Born in 1891 in Richmond, Surrey, England, the son of a silk importer, Colman began his movie career in English silent films but found success in the U.S. in such vehicles as The White Sister (1923), in which he played opposite Lillian Gish. His breakthrough in sound films came with the pre-Code crime film Bulldog Drummond (1929), which brought an Oscar® nomination. In addition to Lost Horizon, his outstanding vehicles of the 1930s included A Tale of Two Cities (1935) and The Prisoner of Zenda (1937).
Even as he passed the age of 50, Colman retained his romantic image and his following among fans, who continued to respond to his polished manner and maturing talent. He was Oscar® nominated again for Random Harvest (1942), in which he played opposite Greer Garson in a story of true love threatened by amnesia. Director Mervyn LeRoy would later say that he felt the combination of Colman and Garson constituted "the two most beautiful speaking voices ever heard in a single motion picture."
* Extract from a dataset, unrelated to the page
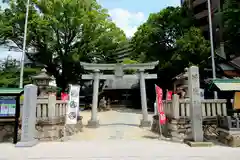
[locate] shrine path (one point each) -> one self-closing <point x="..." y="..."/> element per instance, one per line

Colman's Academy Award® for Best Actor finally came for A Double Life (1947), in which he plays an actor whose mind becomes so warped by playing Othello that he commits a real-life murder. In one of his film introductions on TCM, our late host Robert Osborne wryly noted that when Colman at last collected his award for A Double Life, "You have to believe movies such as Random Harvest, Lost Horizon, The Prisoner of Zenda and so many others had something to do with people making an 'x' beside Colman's name on the Oscar® ballot that year!"